Même son de cloche pour les accords signés entre Fairtrade Labelling Organizations et le géant du café Starbucks : « Le PDG de Starbucks nous l’a avoué lui-même : s’ils utilisent une petite partie de café équitable, c’est uniquement pour faire encore plus de profits. À ce moment-là, moi je dis : si c’est comme ça, ‘get the hell out of here’ ! Cela n’est pas du commerce équitable ! »

« Enfin, ils se sont lassés de danser autour du veau d’or. Et puis le veau d’or s’est cassé la gueule. »

Après son séjour de trois jours au Luxembourg, où il a tenu une conférence intitulée « Making Trade Fairer ? Unlocking the Power of the Many », van der Hoff sera aux Pays-Bas pour rendre visite à « quelques gens ». Puis, il retournera au Mexique, dans son petit village d’Oaxaca. C’est là qu’il se sent à la maison, qu’il se dit le plus heureux. « Je me lève à six heures du matin pour donner à manger à mes poules. Puis je bois mon café et je prends mon petit-déjeuner, et je pars en ville pour savoir le travail qu’il y a à faire. Parfois, j’y reste pour des réunions, sinon je pars dans les montagnes. Si tout va bien, je rentre à la maison avant 17 heures. Je me mets dans mon hamac et, à 21 heures, je dors. » Il dort dehors toutes les nuits, raconte-t-il encore. Et il n’a pas de télévision : « Nous sommes des paysans bio, nous prenons soin de la terre mère. Mais nous devons aussi prendre soin de nos cerveaux, pour qu’ils ne soient pas empoisonnés. On nous dit que la télévision est un moyen de communication, mais ça ne fonctionne que dans une direction. Quand la dame à la télé raconte n’importe quoi, je ne peux pas lui dire : ‘Casse-toi !’ »

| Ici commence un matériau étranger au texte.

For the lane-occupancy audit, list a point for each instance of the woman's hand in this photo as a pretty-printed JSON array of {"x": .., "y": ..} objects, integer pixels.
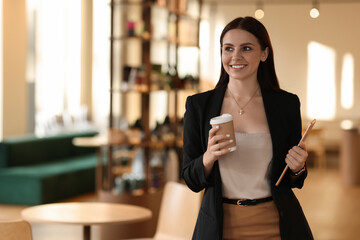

Frans van der Hoff réfléchit longuement. Il prend une gorgée de café, puis il reprend : « Vous savez, il y a un livre qui s’appelle la Bible. Dans ce livre, il y a une phrase de Jésus très importante à mes yeux. C’est autant un message religieux qu’une affirmation politique très forte. Il dit : ‘Heureux, vous les pauvres, car le royaume de Dieu est à vous.’ »

Manifeste des pauvres : les solutions viennent d’en bas, paru en français aux Éditions Encre d’Orient, 80 pages.